Con el heterónimo Miguel Olivera (elegido en honor a dos economistas que admiraba) encontró la libertad de la imparcialidad para comentar y difundir el trabajo de otros, admirados o no, o para inaugurar la blogósfera económica argentina con el sitio Exabruptos, nombre con el que se convirtió en un referente respetado a ambos lados de la grieta de Twitter. Con esta segunda personalidad fue construyendo silenciosamente un personaje inusual en la profesión: el del polemista informado y objetivo, el estudiante crónico, el economista intelectual en el mejor sentido del término. Usó el humor, la pregunta retórica y la ironía no para la agresión o el libelo, sino para mover al otro al mismo plano de permanente interrogación en el que él había decidido ubicarse.
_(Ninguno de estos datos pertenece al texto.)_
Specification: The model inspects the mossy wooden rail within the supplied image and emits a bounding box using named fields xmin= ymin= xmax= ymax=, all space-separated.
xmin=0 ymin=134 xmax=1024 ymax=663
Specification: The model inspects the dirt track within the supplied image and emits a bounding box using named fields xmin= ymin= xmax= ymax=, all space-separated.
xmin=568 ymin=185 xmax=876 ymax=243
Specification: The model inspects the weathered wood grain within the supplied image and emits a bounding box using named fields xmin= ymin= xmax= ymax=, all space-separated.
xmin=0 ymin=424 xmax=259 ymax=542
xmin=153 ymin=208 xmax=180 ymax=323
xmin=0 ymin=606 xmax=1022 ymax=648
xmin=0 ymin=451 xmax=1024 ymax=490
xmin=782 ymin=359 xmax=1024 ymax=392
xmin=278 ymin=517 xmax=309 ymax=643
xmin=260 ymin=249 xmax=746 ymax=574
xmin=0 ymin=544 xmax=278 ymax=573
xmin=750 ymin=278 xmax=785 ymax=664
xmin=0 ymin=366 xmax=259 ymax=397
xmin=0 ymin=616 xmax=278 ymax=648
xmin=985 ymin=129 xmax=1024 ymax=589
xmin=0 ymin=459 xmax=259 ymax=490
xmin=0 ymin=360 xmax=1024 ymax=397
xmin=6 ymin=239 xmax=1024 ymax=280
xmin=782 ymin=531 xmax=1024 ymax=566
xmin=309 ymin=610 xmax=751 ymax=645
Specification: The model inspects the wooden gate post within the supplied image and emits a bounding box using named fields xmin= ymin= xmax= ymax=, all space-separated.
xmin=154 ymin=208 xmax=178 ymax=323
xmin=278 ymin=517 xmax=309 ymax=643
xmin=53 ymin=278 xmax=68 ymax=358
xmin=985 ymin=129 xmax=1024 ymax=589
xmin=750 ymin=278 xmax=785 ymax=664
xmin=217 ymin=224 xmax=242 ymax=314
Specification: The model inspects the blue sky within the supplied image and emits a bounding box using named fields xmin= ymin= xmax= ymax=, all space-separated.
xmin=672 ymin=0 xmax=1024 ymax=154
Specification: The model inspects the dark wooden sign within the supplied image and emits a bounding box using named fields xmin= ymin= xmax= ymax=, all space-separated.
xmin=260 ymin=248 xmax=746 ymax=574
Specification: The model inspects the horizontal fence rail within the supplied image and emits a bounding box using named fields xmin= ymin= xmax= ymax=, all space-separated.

Javier padecía y ejercitaba su insomnio: fue un gran curioso y un lector obsesivo sin fronteras temáticas, a contrapelo de los desórdenes de atención que sufrimos algunos de sus colegas (afuera quedaba la ficción, salvo por las recomendaciones literarias de Tasas Chinas, que se esmeraba en seguir o en hacernos creer que lo hacía). En una entrevista de hace años al ficticio Miguel Olivera, Javier listaba algunos de sus autores preferidos, todos fuera del mainstream: Schelling, Fisher, McCloskey, Taylor, Díaz Alejandro. «Keynes es una revolución. Friedman, una restauración. El economista que no lee a ambos es un economista berreta,» decía en la misma entrevista. Alguna vez el diario Crítica publicó columnas firmadas por Olivera e ilustradas con la foto de un señor adusto y constipado, una foto que Javier había tomado prestada de internet para darle un rostro a su alter ego.
Javier no solo pensaba y dialogaba a través de la grieta tribal de escuelas y políticas; también unía generaciones, liderando encuentros con economistas jóvenes y manteniendo la mente abierta con humildad y genuino amor por el aprendizaje. Tal vez ayudó para este rol el hecho de que Javier haya sido un luchador incansable, un sobreviviente desde que un trasplante a temprana edad le dio una sobrevida que él abrazó con coraje. Y una persona íntegra, un socio indulgente siempre dispuesto a escuchar y asistir y un amigo entrañable para a quienes tuvimos la suerte de tenerlo cerca.
¿Puede un pensador sin opus dejar una marca indeleble entre quienes lo frecuentan? La influencia, sobre todo la duradera, tiene canales misteriosos. Pero me animo a afirmar que la memoria de Javier Finkman nos acompañará siempre a quienes tuvimos el privilegio de conocerlo. Y nos hará mejores.